Perdue Foods, the biggest producer of organic chicken in the United States, reported a review of 68,244 pounds of its gluten-free SimplySmart Organics Breaded Chicken Breast Nuggets.
The product “may be contaminated with extraneous materials, specifically wood,” said an announcement from the Department of Agriculture’s Food Safety and Inspection Service (FSIS), which declared the review on Friday.
The nuggets were sold in frozen 22-oz. plastic bag packages set apart with a “Best By” date of 10/25/19. The FSIS is worried that buyers still have these items in their coolers, and suggests throwing out the chicken or returning it to the point of procurement.
The voluntary review was provoked by three customers who detailed discovering wood in their nuggets. FSIS said it’s not mindful of any antagonistic responses from the items.
There have been three different reviews from other food organizations because of foreign object contamination in the last month, including pork and chicken sausage potentially contaminated with metal, pork sausage perhaps contaminated with rubber, and bacon-flavored pork patties with cheese, also possibly contaminated with rubber.
“Foreign objects in foods is a top reason why products are recalled,” says James E. Rogers, Ph.D., director of food safety research and testing at Consumer Reports. “But neither the USDA or the Food and Drug Administration typically tests for them. That means they’re mostly found in company spot checks or by consumers.”
Expending nourishment with foreign objects can cause mouth lacerations, digestive issues, or worse, depending on what’s in the food.

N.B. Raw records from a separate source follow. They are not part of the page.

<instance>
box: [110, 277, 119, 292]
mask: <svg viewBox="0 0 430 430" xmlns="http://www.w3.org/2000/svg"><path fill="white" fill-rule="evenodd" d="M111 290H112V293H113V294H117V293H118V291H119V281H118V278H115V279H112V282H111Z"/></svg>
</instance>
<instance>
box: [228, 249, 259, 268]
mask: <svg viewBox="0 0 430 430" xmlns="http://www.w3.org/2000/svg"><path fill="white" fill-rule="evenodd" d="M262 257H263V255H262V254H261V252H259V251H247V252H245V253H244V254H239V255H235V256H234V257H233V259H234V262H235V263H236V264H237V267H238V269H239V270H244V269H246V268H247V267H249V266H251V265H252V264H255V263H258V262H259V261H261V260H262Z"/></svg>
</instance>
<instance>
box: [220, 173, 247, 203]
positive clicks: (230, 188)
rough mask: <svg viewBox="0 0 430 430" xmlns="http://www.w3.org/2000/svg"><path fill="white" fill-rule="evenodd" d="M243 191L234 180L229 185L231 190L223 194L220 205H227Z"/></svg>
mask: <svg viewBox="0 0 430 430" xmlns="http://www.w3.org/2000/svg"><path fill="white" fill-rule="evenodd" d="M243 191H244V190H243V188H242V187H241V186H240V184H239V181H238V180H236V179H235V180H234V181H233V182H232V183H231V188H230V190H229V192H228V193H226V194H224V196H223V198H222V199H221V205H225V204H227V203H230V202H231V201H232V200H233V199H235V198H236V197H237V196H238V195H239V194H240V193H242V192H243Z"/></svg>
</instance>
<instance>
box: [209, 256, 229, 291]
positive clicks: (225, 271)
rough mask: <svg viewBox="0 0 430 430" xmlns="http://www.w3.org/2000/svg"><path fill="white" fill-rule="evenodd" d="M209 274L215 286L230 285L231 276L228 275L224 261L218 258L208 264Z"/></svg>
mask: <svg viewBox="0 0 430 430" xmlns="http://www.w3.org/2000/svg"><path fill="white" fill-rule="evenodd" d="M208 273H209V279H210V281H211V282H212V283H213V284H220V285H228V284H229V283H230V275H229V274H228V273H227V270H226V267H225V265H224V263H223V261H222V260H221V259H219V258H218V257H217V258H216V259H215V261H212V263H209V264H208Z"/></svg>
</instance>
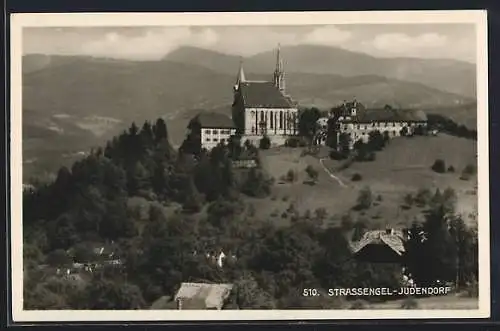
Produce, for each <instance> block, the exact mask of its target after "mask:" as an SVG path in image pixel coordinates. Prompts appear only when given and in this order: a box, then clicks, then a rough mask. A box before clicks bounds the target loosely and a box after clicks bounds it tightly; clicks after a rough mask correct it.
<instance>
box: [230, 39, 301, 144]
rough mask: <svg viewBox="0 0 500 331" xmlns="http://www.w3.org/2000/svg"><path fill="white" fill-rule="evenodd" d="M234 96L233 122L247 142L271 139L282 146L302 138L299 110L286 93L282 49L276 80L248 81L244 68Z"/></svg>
mask: <svg viewBox="0 0 500 331" xmlns="http://www.w3.org/2000/svg"><path fill="white" fill-rule="evenodd" d="M233 95H234V101H233V105H232V113H233V120H234V122H235V125H236V127H237V128H238V131H239V133H240V134H241V135H242V136H243V137H244V139H245V138H246V139H249V140H253V139H260V138H262V137H263V136H267V137H269V139H270V140H271V143H272V144H282V143H284V142H285V140H286V138H288V137H289V136H294V135H297V134H298V107H297V104H296V103H295V102H294V101H293V100H292V98H291V97H290V96H289V95H287V94H286V92H285V72H284V67H283V60H282V59H281V54H280V49H279V47H278V52H277V56H276V68H275V70H274V73H273V80H272V81H255V80H247V79H246V77H245V72H244V70H243V65H242V64H241V65H240V69H239V72H238V77H237V80H236V84H235V85H234V87H233ZM252 138H253V139H252Z"/></svg>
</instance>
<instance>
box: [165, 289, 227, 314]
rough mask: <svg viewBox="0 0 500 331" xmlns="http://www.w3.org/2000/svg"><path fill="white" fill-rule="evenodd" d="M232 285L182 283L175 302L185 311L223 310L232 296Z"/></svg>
mask: <svg viewBox="0 0 500 331" xmlns="http://www.w3.org/2000/svg"><path fill="white" fill-rule="evenodd" d="M232 289H233V285H232V284H206V283H182V284H181V287H180V288H179V291H177V294H176V295H175V300H179V299H182V308H183V309H211V308H212V309H213V308H217V309H221V308H222V306H223V305H224V301H225V300H226V299H227V298H228V297H229V295H230V294H231V290H232Z"/></svg>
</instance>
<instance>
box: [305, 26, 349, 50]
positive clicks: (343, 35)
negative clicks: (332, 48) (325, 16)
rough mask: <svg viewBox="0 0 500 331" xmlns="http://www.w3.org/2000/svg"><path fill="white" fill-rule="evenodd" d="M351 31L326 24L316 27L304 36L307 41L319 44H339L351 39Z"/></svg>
mask: <svg viewBox="0 0 500 331" xmlns="http://www.w3.org/2000/svg"><path fill="white" fill-rule="evenodd" d="M351 37H352V33H351V32H350V31H345V30H341V29H339V28H337V27H335V26H324V27H320V28H316V29H314V30H313V31H312V32H310V33H308V34H306V35H305V37H304V39H303V40H304V42H305V43H311V44H319V45H329V46H334V45H339V44H342V43H344V42H346V41H347V40H349V39H351Z"/></svg>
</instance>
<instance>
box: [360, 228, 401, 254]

It’s unclear from regulators how the wood may have gotten into the nuggets. A representative for Perdue disclosed to CR that the wood contamination was “an isolated incident of unknown origin…only minimal amounts of these packages [have] the potential to contain pieces of wood.” Still, the company said that “out of an abundance of caution” it decided to “recall all packages of Perdue Simply Smart organics gluten-free chicken breast nuggets, produced during that same product run.”